Memphis Academy of Science and Engineering (MASE) founder Tommie Henderson speaks in the clear, controlled tones of someone who really wants you to understand what he's saying. Obviously comfortable with public speaking, his eye contact never falters and he repeats the points he thinks are the most important.
An East High alum, he came back to teach at the school six years ago because he heard the engineering program -- the one that had helped him get into MIT -- was floundering. But now he's starting a charter school.
"When I first got to East," he says, "it was hard to encourage the students to take tougher courses because they were so used to courses that didn't demand a lot of them." Then, a few years back, a group of five young men -- all African-American -- signed up for an Advanced Placement (AP) course in physics, a course that hadn't been taught at East for about 10 years. If students score well enough on the AP test after taking the class, they can earn college credit. Only two of the students had taken a physics course before.
"That year," he says, "we somehow got under the radar. A lot of people didn't know these students hadn't taken a physics course before. We weren't trying to hide that fact. I just didn't know they had to have taken physics before they took AP physics."
The students did extra study sessions after school, on weekends, and during school vacations. In the end, all five passed and scored well. That year, there were only 10 African-American students in Tennessee -- and only 200 in the U.S. -- who passed the AP physics exam. Most of the others in Tennessee were from private schools.
The next year, bolstered by that group's success, 17 East High students signed up for Henderson's AP physics class. Fifteen of them had never taken physics before, and this time, the class didn't get under the radar. Those 15 students weren't allowed to take the class. The other two couldn't either, because there weren't enough students to make up a class.

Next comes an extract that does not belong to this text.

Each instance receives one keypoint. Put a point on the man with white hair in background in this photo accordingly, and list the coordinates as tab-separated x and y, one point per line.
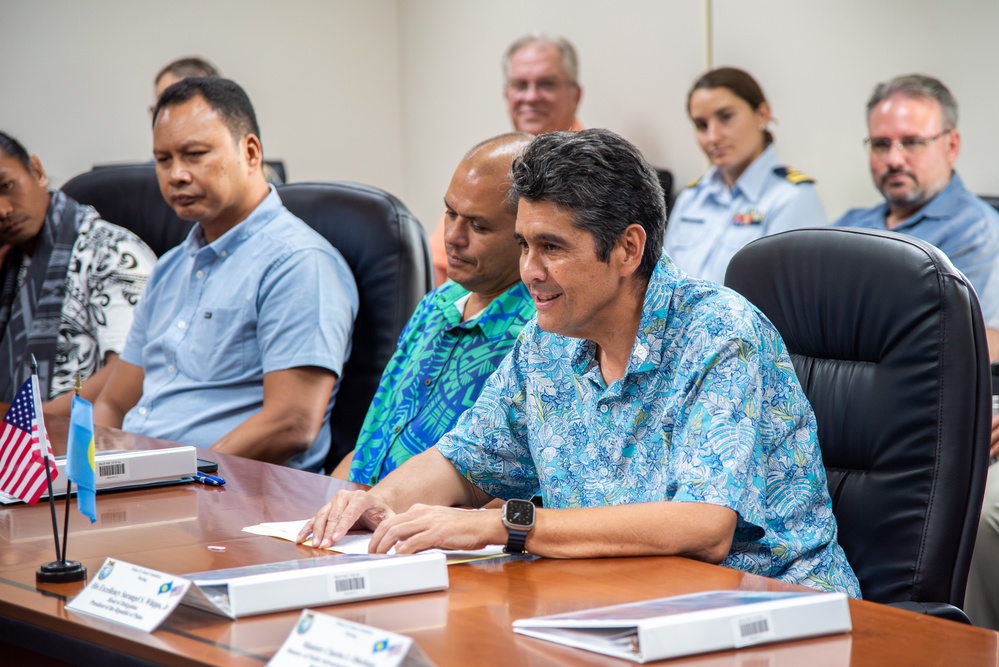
542	92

A similar situation happened again the next year. "When a junior saw that a senior took this class and passed this class and then when [the junior] wanted to take the class and he couldn't, that basically kills it," says Henderson. "The sophomores don't get to see this year's juniors taking the class and doing the same thing. You basically hold back something that's been successful."
Now Henderson is the driving force behind MASE, one of the three charter schools that will be opening their doors in Memphis next fall. Although he loved working at East, he says his desire to do an even better job is what pushed him toward a charter school.
"It becomes a quagmire of bureaucracy to get anything done that you know will have a tremendous impact," says Henderson. "What attracted me to charter schools was the autonomy from that process."
For many people, the Memphis City Schools hit rock bottom when it was revealed that Memphis had the most schools on the state-identified list of low-performing schools. Outgoing MCS superintendent Johnnie Watson and the school board each have initiatives to bring up test scores. Watson has also made a plea for the community's help.
"In every speech that I've made since being superintendent, I've said that nine members of a board and the superintendent working alone can make very little difference," he said recently. In many ways, people have listened. Not only is the district's "Our Children, Our Future" volunteer tutoring program meeting expectations, but next fall, the community will be involved in opening four new schools, all focused on children in danger of falling through the cracks. Former Craigmont principal and state education commissioner Jane Walters -- along with the Memphis Grizzlies -- will start the Grizzlies Academy, targeting 15- and 16-year-olds who have not passed eighth grade. Additionally, three new charter schools will also open: an elementary school, a middle school, and a high school.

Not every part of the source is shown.